Светлый фон

Разговор тот был поистине необычный. Старик дал ему наказ сделать две вещи. Первую просьбу он уже выполнил, вторую выполнит обязательно. В день похорон старика он вынул спрятанный в стене мореходный канон и отнёс к себе. Теперь он будет беречь его, изучать. Сам, скорее всего, никогда в жизни в моря не отправится, но помечтать об этом с книгой старика можно. И поклялся найти свинцовый цилиндр. «Изыскательская партия добилась успеха — обнаружила громадный источник энергии, нашла подземную реку, — рассуждал он про себя, — но они обронили у реки этот свинцовый цилиндр, заложив семя бедствий для будущих поколений». И он поклялся найти его.

Ханьчжан после возвращения с кладбища заболела и впервые попросила на сушильном участке отпуск. Лекарств она не принимала, Баопу своими руками готовил ей лекарственные отвары, но она их втихомолку выливала. Первые несколько дней ещё ела жидкую кашу, а потом перестала есть вовсе. Спокойно лежала на кане, разметав волосы по плечам, и смотрела в потолок: ни ненависти, ни печали во взгляде. Баопу сидел рядом, называя её по имени, и она еле слышно откликалась.

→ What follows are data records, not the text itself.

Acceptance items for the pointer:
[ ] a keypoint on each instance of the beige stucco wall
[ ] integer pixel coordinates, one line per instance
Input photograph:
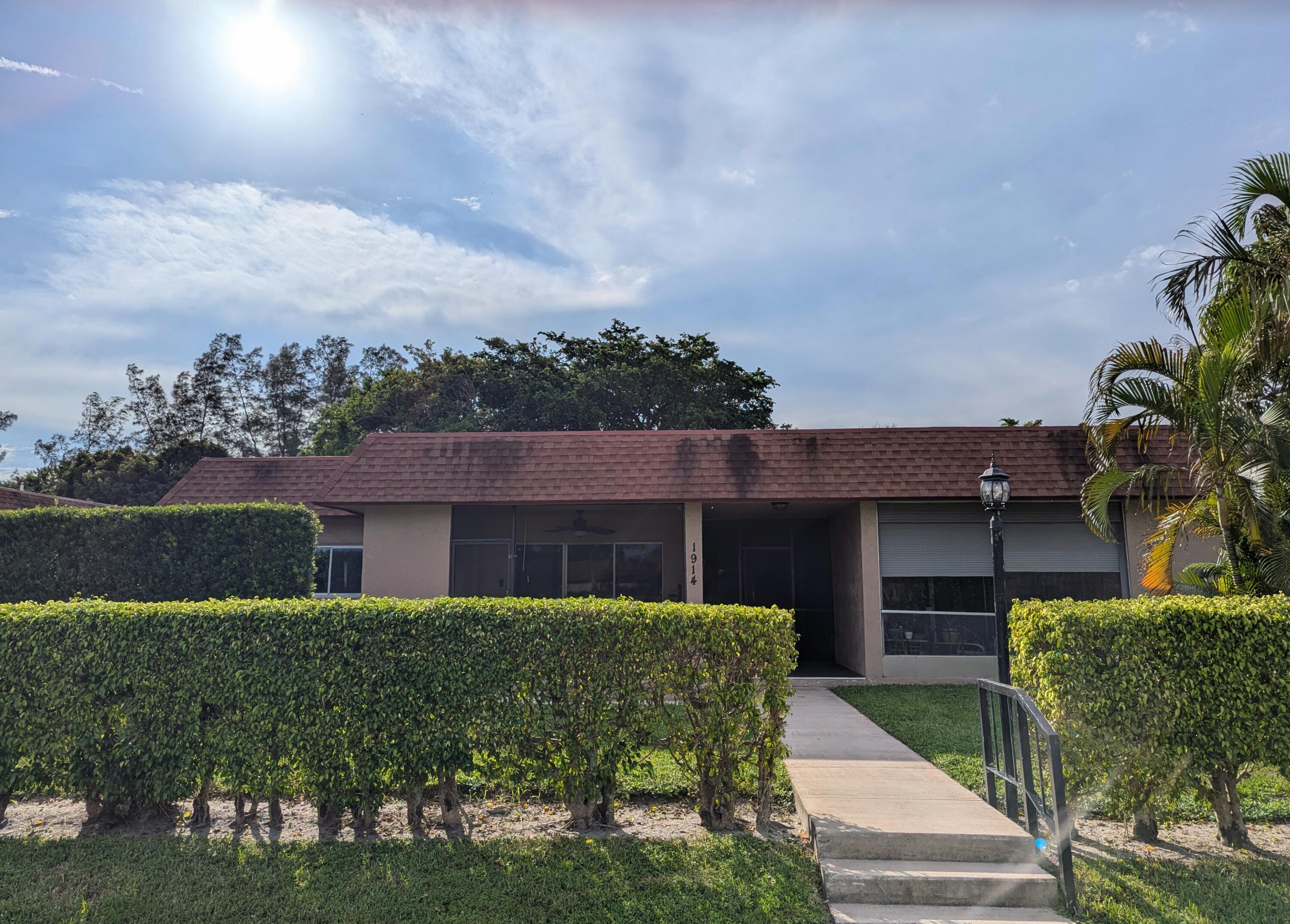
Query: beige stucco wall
(1138, 523)
(940, 668)
(341, 531)
(848, 588)
(692, 553)
(405, 549)
(872, 589)
(631, 523)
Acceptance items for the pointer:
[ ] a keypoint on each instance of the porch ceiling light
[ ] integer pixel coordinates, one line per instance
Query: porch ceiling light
(995, 489)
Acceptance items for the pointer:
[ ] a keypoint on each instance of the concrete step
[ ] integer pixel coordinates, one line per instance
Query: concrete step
(845, 842)
(910, 882)
(941, 914)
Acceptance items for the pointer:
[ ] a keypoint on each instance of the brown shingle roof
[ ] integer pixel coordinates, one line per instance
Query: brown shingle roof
(244, 481)
(675, 465)
(12, 499)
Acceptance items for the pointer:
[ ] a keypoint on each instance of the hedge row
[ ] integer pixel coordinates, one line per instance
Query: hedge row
(138, 705)
(1154, 695)
(158, 553)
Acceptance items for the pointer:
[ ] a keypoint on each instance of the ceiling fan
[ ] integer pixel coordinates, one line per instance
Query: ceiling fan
(581, 529)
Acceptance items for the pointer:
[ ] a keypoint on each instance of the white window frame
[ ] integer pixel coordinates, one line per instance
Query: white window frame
(331, 549)
(564, 562)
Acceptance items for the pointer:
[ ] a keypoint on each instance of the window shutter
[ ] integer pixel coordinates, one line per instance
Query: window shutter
(952, 540)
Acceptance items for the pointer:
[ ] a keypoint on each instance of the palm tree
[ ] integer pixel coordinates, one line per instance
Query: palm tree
(1225, 261)
(1200, 390)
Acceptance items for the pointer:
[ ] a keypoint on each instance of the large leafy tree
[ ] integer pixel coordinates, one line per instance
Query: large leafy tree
(1200, 391)
(7, 421)
(120, 474)
(618, 379)
(1221, 387)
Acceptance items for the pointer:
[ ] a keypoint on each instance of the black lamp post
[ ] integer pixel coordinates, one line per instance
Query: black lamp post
(995, 493)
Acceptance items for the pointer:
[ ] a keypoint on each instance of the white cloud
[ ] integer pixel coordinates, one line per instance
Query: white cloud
(614, 142)
(114, 86)
(234, 248)
(7, 65)
(738, 177)
(1169, 26)
(1143, 257)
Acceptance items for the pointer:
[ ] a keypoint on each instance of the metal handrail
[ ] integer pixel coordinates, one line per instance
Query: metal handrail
(1009, 717)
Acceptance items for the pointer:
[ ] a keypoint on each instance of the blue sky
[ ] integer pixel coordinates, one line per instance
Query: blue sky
(909, 214)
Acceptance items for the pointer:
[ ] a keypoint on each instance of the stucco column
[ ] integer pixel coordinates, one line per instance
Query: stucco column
(871, 614)
(407, 549)
(693, 552)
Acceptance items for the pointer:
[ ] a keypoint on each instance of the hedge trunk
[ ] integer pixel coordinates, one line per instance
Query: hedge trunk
(604, 814)
(202, 806)
(716, 807)
(416, 799)
(1145, 826)
(242, 815)
(449, 801)
(329, 819)
(366, 823)
(1227, 806)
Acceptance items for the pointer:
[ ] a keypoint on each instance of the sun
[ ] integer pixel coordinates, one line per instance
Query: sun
(265, 52)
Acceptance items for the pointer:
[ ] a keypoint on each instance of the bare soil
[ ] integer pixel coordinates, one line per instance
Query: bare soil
(670, 820)
(1178, 843)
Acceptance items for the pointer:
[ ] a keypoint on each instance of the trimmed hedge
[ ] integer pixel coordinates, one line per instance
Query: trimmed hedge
(1161, 692)
(158, 553)
(142, 704)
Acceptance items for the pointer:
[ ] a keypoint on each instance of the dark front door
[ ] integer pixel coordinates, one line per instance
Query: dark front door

Он передвигал её поудобнее, расчёсывал волосы. Она лежала без движения. А когда он умолял её поесть или принять лекарство, просто не отвечала. Баопу нетерпеливо вышагивал перед каном, топал ногой: «Хоть немножко поела бы. Ну, куда это годится? Поешь хоть чуть-чуть…» Ласково глядя на брата, она глазами предложила ему сесть и стала поглаживать чёрную щетину. Взяв её за руку, Баопу был поражён, какая она слабая, мягкая и удивительно белая. Он погладил её по голове и снова принялся уговаривать:

— Встань, поешь немного каши: я покормлю тебя с ложечки, как в детстве.

Ханьчжан лишь покачала головой.

— Не буду я ничего есть. Теперь я понимаю, что мама не должна была рожать меня… Надо было мне уйти вместе с ней. Теперь поздно, уйду вместе с дядюшкой. Не надо меня уговаривать, всё равно не послушаюсь. А отвары я выливаю, когда тебя нет… — Она говорила не торопясь, со спокойным лицом, словно рассказывала красивую историю.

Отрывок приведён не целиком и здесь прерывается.